Part 2: In-Class Lab Activity (Pair-Based)

EPI 553 — Tests of Hypotheses Lab Due: End of class

Instructions

This lab uses a Driver-Navigator pair programming approach. You will work with a partner, taking turns in two roles:

Driver: Types the code and writes answers in the .Rmd file
Navigator: Reviews the code, checks logic, suggests improvements, and helps interpret results

Round 1 (Tasks 1–3): Student A is the Driver, Student B is the Navigator. Round 2 (Tasks 4–6): Student B is the Driver, Student A is the Navigator.

Switch roles after completing Task 3. Both partners should understand all tasks — the Navigator should actively participate by checking the work, asking questions, and discussing interpretations.

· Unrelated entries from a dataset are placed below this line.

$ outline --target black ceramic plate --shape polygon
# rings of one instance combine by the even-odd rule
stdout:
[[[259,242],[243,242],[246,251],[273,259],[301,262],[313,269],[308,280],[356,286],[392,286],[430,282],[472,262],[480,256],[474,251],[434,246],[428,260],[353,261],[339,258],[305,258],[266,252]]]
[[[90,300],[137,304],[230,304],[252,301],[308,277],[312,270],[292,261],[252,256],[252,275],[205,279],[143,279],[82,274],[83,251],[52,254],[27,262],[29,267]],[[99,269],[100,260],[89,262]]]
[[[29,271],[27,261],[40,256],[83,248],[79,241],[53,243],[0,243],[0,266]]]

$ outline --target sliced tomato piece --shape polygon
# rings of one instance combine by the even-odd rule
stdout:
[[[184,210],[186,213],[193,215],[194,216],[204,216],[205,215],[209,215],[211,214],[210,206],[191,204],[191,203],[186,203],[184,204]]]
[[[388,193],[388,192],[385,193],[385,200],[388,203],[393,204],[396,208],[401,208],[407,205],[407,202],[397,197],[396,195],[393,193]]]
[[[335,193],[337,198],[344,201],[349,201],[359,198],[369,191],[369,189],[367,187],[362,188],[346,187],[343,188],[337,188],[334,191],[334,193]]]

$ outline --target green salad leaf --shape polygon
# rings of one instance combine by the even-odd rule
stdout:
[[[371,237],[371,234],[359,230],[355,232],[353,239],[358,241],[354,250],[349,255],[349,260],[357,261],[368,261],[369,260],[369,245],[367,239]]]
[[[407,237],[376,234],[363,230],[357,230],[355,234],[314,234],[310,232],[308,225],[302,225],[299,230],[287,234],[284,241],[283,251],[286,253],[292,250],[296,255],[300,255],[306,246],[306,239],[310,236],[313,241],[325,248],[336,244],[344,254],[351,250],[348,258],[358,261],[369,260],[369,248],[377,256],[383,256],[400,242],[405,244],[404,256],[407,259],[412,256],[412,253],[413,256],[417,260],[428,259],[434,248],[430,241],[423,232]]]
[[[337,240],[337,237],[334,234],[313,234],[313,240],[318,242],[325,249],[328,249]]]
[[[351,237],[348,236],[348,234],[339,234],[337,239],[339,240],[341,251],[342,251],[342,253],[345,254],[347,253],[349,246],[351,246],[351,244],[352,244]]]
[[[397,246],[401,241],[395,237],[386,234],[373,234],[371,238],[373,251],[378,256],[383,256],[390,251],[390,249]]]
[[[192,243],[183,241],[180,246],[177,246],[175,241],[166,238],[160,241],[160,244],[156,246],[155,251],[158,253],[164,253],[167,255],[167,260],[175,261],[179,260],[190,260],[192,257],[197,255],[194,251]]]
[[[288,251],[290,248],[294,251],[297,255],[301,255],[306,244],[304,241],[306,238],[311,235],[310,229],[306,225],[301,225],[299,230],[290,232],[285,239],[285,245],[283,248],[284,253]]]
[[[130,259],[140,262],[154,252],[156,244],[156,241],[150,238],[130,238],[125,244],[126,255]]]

Submission: Each pair submits one knitted HTML file with both partners’ names. Upload to Brightspace by end of class.

Data for the Lab

Use the same BRFSS 2020 dataset from the guided practice.

Grading Rubric

Task	Description	Points
Task 1	Fitting Models and ANOVA Tables	15
Task 2	Type I vs. Type III Sums of Squares	15
Task 3	Partial F-Tests for Individual Variables	20
Switch roles
Task 4	T-Tests and the F-Test Equivalence	15
Task 5	Chunk Test (Testing Groups of Variables)	20
Task 6	Synthesis and Interpretation	15
Total		100

Round 1: Student A Drives, Student B Navigates

Task 1: Fitting Models and ANOVA Tables (15 points)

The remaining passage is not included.